As she plans how to expand her enterprise even further, Maya hopes to diversify into clothing sales, a venture which would require at least US$500 in new capital. Her aspirations reflect those of many DAWN clients—they see enormous potential to grow their businesses if more capital were available. The average current loan size for DAWN is just under US$200, but the average desired loan amount is US$475. Of course, not every client who says they want a larger loan could actually manage one. But their confidence in asking for more testifies to the potential they see to grow their businesses.
Recent directives by the Central Bank should make it easier for microfinance institutions to access funding and in turn serve more clients with larger loan amounts. And access to financial services, in general, is also expected to expand. A 2013 UNCDF study found that 70 percent of Myanmar’s adult population lacks access to any financial service. Myanmar’s government, however, has outlined plans to reduce that figure by at least 10 percentage points by 2020. DAWN’s survey suggests that progress is being made. Only 9 percent of DAWN’s current borrowers had taken a loan before being offered one by DAWN, but since receiving their first loan, 23 percent have been offered a loan by another microfinance institution, suggesting increases in access and competition.
Competition is also helping drive services better tailored to the needs of customers. Since Myanmar’s microfinance industry was formally regulated in 2011, providers have rarely faced competition when opening in a new area. Microfinance interest rates are capped at 30 percent per year, a fraction of the amount charged by unregulated moneylenders which, at 10 percent or more per month, can exceed 200 percent on an annualized basis. It has historically been easy for microfinance institutions, with much more attractive (albeit mandated) interests rates, and with few competitors, to find new clients just by word of mouth. Institutional growth was limited only by how much equity capital its shareholders were willing to invest in the company.

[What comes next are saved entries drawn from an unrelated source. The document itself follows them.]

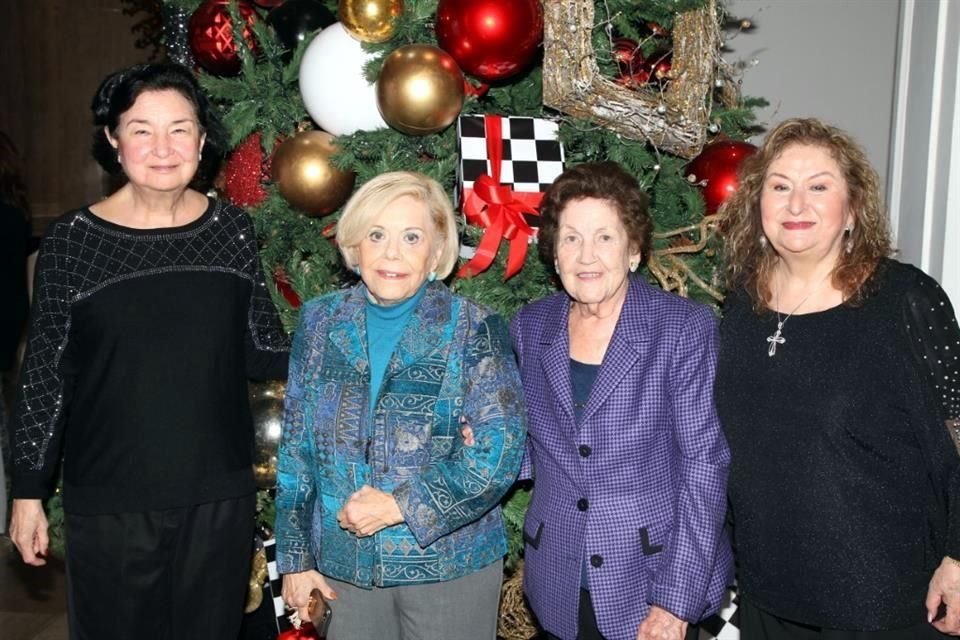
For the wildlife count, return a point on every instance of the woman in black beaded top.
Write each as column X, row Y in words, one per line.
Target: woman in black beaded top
column 150, row 311
column 837, row 387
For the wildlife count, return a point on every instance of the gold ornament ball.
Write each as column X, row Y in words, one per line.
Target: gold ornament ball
column 370, row 20
column 306, row 178
column 266, row 408
column 420, row 89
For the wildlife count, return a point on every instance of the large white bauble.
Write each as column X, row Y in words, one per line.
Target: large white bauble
column 335, row 92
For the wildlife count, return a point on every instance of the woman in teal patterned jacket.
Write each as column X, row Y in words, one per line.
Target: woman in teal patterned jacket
column 380, row 505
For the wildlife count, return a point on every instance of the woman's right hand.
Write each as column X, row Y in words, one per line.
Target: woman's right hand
column 28, row 530
column 297, row 588
column 466, row 432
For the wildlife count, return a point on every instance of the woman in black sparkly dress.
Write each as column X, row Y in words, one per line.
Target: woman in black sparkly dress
column 838, row 390
column 150, row 311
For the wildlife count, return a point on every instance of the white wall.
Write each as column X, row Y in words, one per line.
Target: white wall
column 832, row 59
column 888, row 72
column 925, row 150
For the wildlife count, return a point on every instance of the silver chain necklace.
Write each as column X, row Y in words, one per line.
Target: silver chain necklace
column 777, row 337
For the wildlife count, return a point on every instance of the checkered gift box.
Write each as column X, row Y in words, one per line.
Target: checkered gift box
column 275, row 585
column 725, row 624
column 506, row 163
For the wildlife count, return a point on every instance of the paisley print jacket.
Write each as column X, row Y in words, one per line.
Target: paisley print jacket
column 453, row 361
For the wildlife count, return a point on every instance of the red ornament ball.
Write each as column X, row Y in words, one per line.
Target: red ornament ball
column 282, row 281
column 658, row 65
column 211, row 35
column 715, row 169
column 627, row 54
column 244, row 173
column 490, row 39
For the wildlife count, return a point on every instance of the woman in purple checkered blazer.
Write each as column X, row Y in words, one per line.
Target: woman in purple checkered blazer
column 838, row 389
column 624, row 533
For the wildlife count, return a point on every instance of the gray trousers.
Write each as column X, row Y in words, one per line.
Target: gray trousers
column 465, row 608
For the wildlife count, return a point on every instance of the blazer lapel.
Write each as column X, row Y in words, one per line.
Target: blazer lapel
column 426, row 331
column 555, row 358
column 349, row 332
column 626, row 346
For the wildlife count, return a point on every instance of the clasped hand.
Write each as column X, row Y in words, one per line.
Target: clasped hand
column 369, row 510
column 945, row 590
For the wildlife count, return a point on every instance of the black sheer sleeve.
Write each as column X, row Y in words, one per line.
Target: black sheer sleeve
column 36, row 425
column 935, row 349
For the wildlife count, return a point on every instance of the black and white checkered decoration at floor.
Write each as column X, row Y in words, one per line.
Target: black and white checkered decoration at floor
column 532, row 155
column 274, row 586
column 725, row 624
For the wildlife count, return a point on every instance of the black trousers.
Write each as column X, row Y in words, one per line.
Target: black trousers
column 587, row 622
column 175, row 574
column 756, row 624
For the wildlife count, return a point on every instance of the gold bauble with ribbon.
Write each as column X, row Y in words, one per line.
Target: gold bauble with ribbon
column 370, row 20
column 420, row 89
column 305, row 176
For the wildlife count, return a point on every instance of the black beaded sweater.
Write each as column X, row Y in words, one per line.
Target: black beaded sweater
column 844, row 482
column 139, row 349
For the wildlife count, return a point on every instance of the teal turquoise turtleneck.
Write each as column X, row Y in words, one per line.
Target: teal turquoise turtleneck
column 385, row 325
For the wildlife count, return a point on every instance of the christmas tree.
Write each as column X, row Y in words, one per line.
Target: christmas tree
column 319, row 96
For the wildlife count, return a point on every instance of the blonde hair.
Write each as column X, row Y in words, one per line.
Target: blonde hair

But with competition now increasing, a simple low-cost loan is no longer sufficient. Customers are asking for larger loan amounts, more personalized repayment schedules and health and life insurance for their families. And as clients become more familiar with financial services, they are demanding higher-quality products—a huge step in the development of the industry.
As Myanmar’s financial services sector, and its economy as a whole, continues its dramatic growth, microfinance institutions must continue to improve their offerings. Building on the core banking system implemented with Accion, DAWN is examining opportunities to leverage technology and data to improve the quality of its products. Mobile phone penetration and smartphone adoption are rapidly increasing across Myanmar as well, and although not all of DAWN’s clients can afford a high-end phone yet, DAWN expects to offer microfinance loans via mobile channels in the near future for those who can.
The widespread optimism about the future of Myanmar’s economy is warranted. With the new government committed to responsible fiscal management and US sanctions to lift, Myanmar will benefit from increased interest from global businesses. Even as the government aims to make Myanmar a more attractive place for companies to do business, DAWN is working to ensure that Myanmar’s entrepreneurs will benefit from the vast economic opportunities that the entire country is now poised to enjoy.